One of the key innovations used during construction was the tunnelling shield - a device designed to protect workers and stabilize the tunnel walls. The shield allowed workers to excavate and construct the tunnel incrementally, providing a safe environment in the often treacherous conditions below the river.

The construction process took a total of four years, a remarkable achievement considering the time and technology available at the turn of the 20th century. It stands as a testament to the engineering ingenuity of the era and remains a source of pride for Londoners.

Importance and Contemporary Significance

- Daily Usage: On average, it is used by approximately 1.5 million people each year, making it an indispensable part of London's transportation network. Commuters, tourists, and residents alike rely on this subterranean passage for their daily journeys.

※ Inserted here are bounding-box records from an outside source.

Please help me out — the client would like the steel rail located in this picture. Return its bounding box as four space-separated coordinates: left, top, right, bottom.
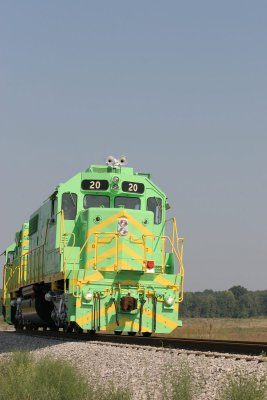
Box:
10 330 267 357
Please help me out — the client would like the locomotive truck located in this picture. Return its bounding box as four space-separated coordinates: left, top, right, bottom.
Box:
2 156 184 336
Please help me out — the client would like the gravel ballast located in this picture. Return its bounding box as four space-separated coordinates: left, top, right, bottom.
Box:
0 332 267 400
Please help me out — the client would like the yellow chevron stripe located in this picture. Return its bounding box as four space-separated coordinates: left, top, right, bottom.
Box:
87 210 125 238
86 232 153 254
87 210 153 244
143 309 177 329
76 304 177 331
104 316 139 332
99 260 135 271
85 243 143 268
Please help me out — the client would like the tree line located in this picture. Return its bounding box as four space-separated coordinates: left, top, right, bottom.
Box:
180 286 267 318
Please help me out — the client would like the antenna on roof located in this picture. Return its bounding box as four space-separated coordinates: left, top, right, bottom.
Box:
106 156 128 168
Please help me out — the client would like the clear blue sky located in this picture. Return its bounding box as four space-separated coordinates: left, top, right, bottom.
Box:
0 0 267 290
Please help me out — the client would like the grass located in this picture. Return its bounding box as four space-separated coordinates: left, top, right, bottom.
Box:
169 365 197 400
0 315 14 331
0 352 131 400
171 318 267 342
218 373 267 400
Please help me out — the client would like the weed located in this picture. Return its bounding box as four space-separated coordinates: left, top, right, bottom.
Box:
0 352 130 400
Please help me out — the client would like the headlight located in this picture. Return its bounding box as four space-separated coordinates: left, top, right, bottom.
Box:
112 176 120 183
165 296 174 306
84 292 93 301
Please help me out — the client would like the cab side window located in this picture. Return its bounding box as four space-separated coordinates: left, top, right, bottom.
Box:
62 192 77 220
147 197 162 225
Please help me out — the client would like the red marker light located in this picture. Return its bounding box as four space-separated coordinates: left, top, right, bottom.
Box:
146 260 155 269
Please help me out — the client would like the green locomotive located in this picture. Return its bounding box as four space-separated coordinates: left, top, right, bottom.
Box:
3 157 184 336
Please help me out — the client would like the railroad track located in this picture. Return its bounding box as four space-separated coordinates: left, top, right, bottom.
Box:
10 330 267 362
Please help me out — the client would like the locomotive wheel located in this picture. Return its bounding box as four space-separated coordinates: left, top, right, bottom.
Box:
143 332 152 337
50 326 59 332
63 325 73 333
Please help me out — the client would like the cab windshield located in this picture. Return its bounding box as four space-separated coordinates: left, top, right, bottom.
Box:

- Architectural Features: The Greenwich Foot Tunnel boasts distinctive architectural elements. Its circular entrance and exit, adorned with ornamental ironwork, have become iconic symbols of Greenwich. The interior of the tunnel is lined with glazed white tiles, creating a clean and reflective surface that enhances visibility, a welcome feature for travellers passing through.

- Tourist Attraction: Beyond its utilitarian purpose, the Greenwich Foot Tunnel has become a tourist attraction in its own right. Visitors are drawn to its historic charm and the unique experience of walking beneath the River Thames. It offers breathtaking views of the riverbanks and the iconic Cutty Sark ship nearby. The tunnel's presence on the tourist map underscores its cultural significance and appeal.

- The Greenwich Foot has made appearances in films (28 Days Later), music videos (Iron Maiden music video, 1980s), literature - so I am told but cannot find a reference anywhere...

Its iconic circular entrances are often featured in photographs capturing the essence of Greenwich.


2 comments

Amelia said:

Very interesting info. Have you got any photos taken inside the tunnel?
6 months ago

benastrada said:

Hi Amelia, this is the start of my 50 Images projects, so definitely, there will be pictures showing the inside of the tunnel. I am hoping to take a picture every week, and write a little more of the history around the tunnel as I go.